Artificial intelligence may soon be able to produce original music. It can already write and perform fairly convincing comedy routines. Are you ready to listen to 50 new Beatles albums, courtesy of our superintelligent machines? They may be coming sooner than you think.
I'm even more excited about live shows. Imagine watching this deadmau5 performance, except that his cuboid supercomputer is functioning autonomously. Having been trained by the artist, it taps into its otherworldly intelligence and creativity to perform unique scores in real time. It responds to audience sentiment, speeding up and slowing down with the energy of the crowd. Fans delight as they hear songs that have never been heard before and will never be heard again. It would be almost spiritual.
I'm interested in how social media relates to embarrassment. How far back does one need to travel through their feed before finding content that is embarrassing in hindsight? On Facebook, it's sometimes years. Only then does one unearth photos of funny hairstyles and bizarre fashion statements. I hope they can laugh about it. We all have those photos.
I hate to say this, but on TikTok, the most recent videos are sometimes the most humiliating. What is it about TikTok that inspires users to humiliate themselves? Is it a desire for fame? Recognition? Fitting in?

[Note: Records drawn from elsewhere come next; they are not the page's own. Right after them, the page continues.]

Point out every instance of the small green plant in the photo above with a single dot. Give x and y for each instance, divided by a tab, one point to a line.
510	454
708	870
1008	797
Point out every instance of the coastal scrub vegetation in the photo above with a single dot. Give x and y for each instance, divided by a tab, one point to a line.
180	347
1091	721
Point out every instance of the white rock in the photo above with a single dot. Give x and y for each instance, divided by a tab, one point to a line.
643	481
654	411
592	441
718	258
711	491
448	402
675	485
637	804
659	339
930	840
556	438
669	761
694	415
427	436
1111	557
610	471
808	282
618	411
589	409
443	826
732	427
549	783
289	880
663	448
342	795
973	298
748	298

I'm not being very delicate here. I wish I could find it in my heart to be kinder, but the effect is real. Unfortunately, I think some TikTok creators would really benefit from some honest feedback about this.
Perhaps this happens because social media obscures honest feedback. As Jaron Lanier has observed, people who post on social media either get upvotes from fans or angry comments from assholes. Everyone else—the silent, uncomfortable majority—stays out of it. The content might make them cringe, but they don't care enough to write a comment saying so.

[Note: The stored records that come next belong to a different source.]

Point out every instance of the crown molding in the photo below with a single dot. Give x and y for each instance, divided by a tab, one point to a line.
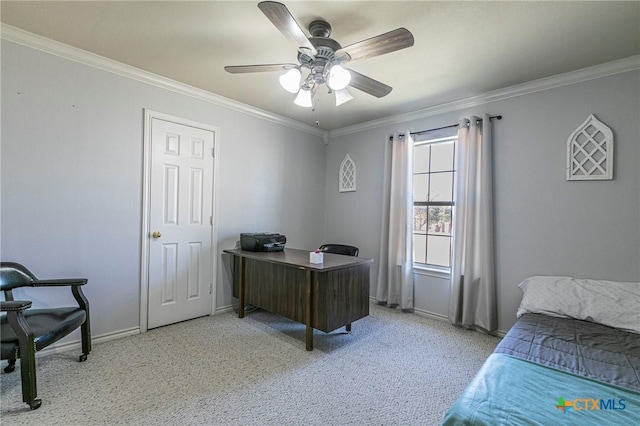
597	71
34	41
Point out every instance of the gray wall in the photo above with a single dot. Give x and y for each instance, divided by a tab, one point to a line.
71	178
545	225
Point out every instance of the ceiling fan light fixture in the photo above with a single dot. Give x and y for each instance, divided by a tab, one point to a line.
339	78
290	81
342	96
304	97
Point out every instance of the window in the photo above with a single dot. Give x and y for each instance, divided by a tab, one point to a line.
433	191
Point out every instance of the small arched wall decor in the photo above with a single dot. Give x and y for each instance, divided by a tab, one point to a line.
347	174
590	151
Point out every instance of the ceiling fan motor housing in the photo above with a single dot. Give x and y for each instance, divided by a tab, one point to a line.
326	47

As others have suggested, we may need a digital equivalent to the awkward pause.
Before leaving Facebook, I ran a little social experiment. I wanted to determine how many people were actually paying attention.
My posts began triumphantly. “I'm so proud to have finally made a dream come true.” The last sentence would likewise contain subtle gloating. Only the sentences in the middle gave it away. “There is no dream. Nothing came true. I just want to know who's reading this.” I included a photo of myself smiling, surrounded by friends, for good measure.

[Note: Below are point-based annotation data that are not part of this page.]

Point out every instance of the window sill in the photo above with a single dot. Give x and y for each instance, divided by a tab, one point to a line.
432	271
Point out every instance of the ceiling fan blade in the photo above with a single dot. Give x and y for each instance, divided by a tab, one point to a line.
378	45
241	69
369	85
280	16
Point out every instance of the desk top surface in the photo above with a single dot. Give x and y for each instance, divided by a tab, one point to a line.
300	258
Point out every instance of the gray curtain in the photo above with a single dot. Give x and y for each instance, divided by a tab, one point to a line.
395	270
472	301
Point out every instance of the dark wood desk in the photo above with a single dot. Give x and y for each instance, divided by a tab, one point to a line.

I received a surprising number of likes. Some people congratulated me. Another dirty little secret of social media: many people aren't actually paying attention.
We change what we write based on what garners likes. We change who we are based on what garners likes. What are those likes really worth? Not much, apparently.
I once considered adopting a rule that I would not discuss politics with anyone who uses social media.
Consider why we don't discuss politics during holiday meals. We understand that, over the course of a single dinner, we cannot possibly compete with the thousands of hours that our family members have spent watching cable news that year. In the same way, I know that my perspective, my opinions, and my questions cannot possibly make sense to most people who are subjected to hours of misinformation, half-truths, and confirmation from social media each day.
I immediately realized that my rule was unworkable. Likewise, it would have been impossible to completely avoid second-hand smoke several decades ago. Still, I think it's a good rule in theory. I hope for a future when more people recognize its appropriateness.
The other day, I was listening to an interview with John Carmack wherein he described his use of the Finger protocol early in his career. The Finger protocol, which predates modern blogging, enables the publication of status updates, simple maxims, and even longer essays. There are no likes, no comments, and no news feeds. Readers need to seek out content that interests them.
It strikes me that thoughts is very similar. I appreciate that it doesn't offer “modern” social networking features. I don't learn much from hot takes; I'm not sure anyone does. If you disagree with something I write and are genuinely interested in the subject, let's have a real conversation about it. I also welcome thoughtful written rebuttals. Comment sections don't foster these things.
This blog won't focus exclusively on social media. However, given that the service that powers it*, thoughts.page, offers a compelling alternative to the enchanting digital battlegrounds of Twitter and Facebook, it only seemed appropriate to share those thoughts first.
* This content has since been migrated to another platform. That said, I do still very much admire thoughts.page.
Incidentally, my biggest surprise in leaving social media has been just how little I miss it. Perhaps that's one of the lies it tells us, that we need it. We don't.
On social media, communication is not about learning. It's not about listening. It's certainly not about changing our minds. Instead, communication serves to score points, to show others how smart and how moral we are, to perform. It's no wonder we can't get along when we use it.
A keynote speaker once made an interesting observation that I hadn't previously considered. “The dirty little secret of social media,” she said, “is that people mainly use it to brag about themselves and only incidentally see what others are up to.”
I believe that social media is making us profoundly antisocial, profoundly unhappy, and profoundly stupid. By using it, we are becoming ineffective, misinformed, and narrow-minded. I believe that we would be better off without social media or with a radically different form of it.